Sunday, September 04, 2005

Rehnquist

From the NY Times cover story on the death of Chief Justice Rehnquist:

Kathleen Arburg, the court's public information officer, said Chief Justice Rehnquist, 80, had died at his home in Arlington, Va., surrounded by his three children (italics mine)

Why 'surrounded' I wonder? To begin with, it is even possible to be surrounded by just three people? And even if it is, why would you say your children surrounded - as if it was something you couldn't get out of?

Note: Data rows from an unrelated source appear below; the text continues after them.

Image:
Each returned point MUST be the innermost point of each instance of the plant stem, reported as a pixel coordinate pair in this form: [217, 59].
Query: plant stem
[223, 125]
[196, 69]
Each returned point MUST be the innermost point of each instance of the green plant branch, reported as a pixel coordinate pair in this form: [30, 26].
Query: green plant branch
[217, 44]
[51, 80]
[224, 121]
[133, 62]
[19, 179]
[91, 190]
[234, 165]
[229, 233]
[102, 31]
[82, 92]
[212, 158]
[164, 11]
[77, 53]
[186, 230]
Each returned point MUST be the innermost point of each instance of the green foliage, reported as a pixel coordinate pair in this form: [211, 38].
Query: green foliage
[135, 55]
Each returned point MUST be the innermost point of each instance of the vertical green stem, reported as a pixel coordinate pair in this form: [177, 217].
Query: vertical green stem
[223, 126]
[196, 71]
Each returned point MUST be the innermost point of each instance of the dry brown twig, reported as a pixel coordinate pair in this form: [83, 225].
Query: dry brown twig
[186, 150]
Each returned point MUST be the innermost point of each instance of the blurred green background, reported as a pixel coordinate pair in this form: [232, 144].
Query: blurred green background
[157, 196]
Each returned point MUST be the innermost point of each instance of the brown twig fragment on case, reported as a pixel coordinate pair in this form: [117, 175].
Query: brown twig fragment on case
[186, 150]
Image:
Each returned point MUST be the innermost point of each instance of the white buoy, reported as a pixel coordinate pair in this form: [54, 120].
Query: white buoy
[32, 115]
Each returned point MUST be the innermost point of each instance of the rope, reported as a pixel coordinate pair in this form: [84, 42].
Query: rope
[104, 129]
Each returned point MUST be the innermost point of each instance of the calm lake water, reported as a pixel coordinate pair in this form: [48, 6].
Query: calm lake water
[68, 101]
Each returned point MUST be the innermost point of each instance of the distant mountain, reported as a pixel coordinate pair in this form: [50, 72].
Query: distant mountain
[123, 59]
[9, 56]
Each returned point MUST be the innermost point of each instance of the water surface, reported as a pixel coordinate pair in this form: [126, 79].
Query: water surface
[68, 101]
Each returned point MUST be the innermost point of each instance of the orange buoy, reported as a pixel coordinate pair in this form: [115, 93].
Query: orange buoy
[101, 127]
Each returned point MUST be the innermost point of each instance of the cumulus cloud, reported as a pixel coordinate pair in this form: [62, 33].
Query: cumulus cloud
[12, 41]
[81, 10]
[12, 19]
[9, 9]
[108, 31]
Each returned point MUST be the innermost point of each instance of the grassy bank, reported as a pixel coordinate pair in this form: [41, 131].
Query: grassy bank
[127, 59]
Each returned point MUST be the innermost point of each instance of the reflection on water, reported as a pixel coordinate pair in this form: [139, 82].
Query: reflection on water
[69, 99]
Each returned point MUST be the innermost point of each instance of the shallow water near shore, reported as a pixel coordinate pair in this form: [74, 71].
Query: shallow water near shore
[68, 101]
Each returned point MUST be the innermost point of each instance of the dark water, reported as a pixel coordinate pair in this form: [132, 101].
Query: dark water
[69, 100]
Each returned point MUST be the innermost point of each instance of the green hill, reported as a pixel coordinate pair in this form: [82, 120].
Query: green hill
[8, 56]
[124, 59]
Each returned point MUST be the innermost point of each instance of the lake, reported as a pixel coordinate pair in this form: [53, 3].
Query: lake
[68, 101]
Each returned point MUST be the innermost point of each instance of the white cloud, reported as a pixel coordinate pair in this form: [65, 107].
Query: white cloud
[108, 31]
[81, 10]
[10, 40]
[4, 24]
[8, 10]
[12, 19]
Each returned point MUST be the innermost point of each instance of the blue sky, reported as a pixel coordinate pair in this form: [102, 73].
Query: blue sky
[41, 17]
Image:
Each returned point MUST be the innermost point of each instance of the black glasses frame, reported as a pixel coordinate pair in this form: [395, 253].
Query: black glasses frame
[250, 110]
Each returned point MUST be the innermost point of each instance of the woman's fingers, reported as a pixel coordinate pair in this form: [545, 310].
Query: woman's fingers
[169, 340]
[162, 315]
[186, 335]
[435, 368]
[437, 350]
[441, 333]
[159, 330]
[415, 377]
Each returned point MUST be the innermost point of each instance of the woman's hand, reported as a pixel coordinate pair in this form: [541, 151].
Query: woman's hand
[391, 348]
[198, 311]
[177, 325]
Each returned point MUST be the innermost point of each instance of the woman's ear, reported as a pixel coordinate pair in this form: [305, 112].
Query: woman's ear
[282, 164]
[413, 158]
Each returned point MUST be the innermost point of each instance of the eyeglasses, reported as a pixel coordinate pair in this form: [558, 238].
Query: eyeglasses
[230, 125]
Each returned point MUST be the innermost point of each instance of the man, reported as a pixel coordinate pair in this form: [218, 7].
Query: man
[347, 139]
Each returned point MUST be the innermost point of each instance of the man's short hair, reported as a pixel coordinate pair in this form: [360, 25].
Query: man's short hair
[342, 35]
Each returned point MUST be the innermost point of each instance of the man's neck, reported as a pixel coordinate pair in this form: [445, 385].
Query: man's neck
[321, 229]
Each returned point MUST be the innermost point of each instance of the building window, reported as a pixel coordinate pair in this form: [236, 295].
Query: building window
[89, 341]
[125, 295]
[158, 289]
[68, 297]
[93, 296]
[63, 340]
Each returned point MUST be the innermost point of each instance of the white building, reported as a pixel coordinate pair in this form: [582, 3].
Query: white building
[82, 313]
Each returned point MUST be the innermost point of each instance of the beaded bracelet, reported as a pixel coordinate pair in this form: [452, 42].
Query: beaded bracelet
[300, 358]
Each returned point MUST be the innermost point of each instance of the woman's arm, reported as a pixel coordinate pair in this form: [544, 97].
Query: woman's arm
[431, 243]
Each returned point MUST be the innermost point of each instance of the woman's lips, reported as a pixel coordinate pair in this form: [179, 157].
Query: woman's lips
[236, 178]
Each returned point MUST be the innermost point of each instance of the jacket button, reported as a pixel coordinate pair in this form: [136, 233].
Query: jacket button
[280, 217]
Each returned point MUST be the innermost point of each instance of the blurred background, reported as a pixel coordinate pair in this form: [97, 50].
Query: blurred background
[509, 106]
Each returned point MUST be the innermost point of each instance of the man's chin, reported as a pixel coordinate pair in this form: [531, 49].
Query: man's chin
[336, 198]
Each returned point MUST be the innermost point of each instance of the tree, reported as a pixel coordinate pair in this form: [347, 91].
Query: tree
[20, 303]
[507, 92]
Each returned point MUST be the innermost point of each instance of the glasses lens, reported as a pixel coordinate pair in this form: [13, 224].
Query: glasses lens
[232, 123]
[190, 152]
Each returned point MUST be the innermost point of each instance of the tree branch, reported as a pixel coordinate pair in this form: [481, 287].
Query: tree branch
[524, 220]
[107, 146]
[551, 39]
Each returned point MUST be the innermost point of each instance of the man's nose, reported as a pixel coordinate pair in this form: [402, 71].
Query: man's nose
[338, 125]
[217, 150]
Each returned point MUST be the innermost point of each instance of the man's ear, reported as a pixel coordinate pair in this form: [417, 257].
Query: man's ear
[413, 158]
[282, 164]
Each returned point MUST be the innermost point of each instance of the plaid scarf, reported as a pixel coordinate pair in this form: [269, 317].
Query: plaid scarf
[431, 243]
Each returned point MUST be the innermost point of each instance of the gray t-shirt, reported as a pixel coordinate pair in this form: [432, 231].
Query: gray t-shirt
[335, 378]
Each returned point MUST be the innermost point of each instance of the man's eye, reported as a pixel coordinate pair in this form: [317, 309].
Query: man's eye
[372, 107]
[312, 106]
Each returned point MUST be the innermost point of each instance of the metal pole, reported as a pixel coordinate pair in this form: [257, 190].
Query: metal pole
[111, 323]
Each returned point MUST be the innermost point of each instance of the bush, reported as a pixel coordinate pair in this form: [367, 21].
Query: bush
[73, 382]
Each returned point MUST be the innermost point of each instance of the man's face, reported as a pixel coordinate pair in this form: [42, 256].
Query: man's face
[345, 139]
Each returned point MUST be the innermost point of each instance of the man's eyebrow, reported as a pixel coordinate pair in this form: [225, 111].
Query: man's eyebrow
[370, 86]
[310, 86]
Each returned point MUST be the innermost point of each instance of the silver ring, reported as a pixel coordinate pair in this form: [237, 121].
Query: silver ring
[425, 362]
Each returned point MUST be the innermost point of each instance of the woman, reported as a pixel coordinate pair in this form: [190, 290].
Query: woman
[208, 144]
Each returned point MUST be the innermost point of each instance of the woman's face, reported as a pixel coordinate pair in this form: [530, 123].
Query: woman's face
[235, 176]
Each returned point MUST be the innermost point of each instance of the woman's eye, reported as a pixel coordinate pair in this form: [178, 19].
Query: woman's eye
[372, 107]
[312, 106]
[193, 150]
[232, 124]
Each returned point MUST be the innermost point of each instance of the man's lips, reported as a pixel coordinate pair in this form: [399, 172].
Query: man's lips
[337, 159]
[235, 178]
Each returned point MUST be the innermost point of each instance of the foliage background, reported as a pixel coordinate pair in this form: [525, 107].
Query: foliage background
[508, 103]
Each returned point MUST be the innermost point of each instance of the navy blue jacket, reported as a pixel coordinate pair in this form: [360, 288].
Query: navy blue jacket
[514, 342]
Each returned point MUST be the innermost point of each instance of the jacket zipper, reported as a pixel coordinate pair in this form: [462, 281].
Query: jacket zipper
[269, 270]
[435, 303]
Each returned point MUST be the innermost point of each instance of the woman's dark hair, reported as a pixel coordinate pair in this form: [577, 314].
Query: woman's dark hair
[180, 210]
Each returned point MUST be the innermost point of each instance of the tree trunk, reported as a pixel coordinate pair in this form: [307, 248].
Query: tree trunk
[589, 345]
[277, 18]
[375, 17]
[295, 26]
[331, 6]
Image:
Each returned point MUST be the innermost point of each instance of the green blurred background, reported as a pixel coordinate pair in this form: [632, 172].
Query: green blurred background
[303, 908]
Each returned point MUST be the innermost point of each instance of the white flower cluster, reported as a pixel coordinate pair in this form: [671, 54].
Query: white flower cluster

I'm sure Rehnquist was very noble and respectable man (despite being a staunch conservative) - so it's unfortunate that the memory his name conjures up for me comes straight from Gore Vidal's Myron, where, in conformity to legislation on obscenity by the Supreme Court, the word rehnquist is used to refer to a portion of male genitalia! Just goes to show you why it's not a good idea to piss off novelists.

2 comments:

Heh Heh said...

"despite being a staunch conservative"
snarky political statement, eh?

Falstaff said...

Ya, ya, totally.

It always pays to be magnanimous to the dead - witness Mark Antony's speech over Brutus' dead body in Julius Caesar (the "this was the noblest Roman of them all". P.S. I just raised an army against him and hunted him down till he killed himself. But that doesn't mean I didn't have RESPECT for him!)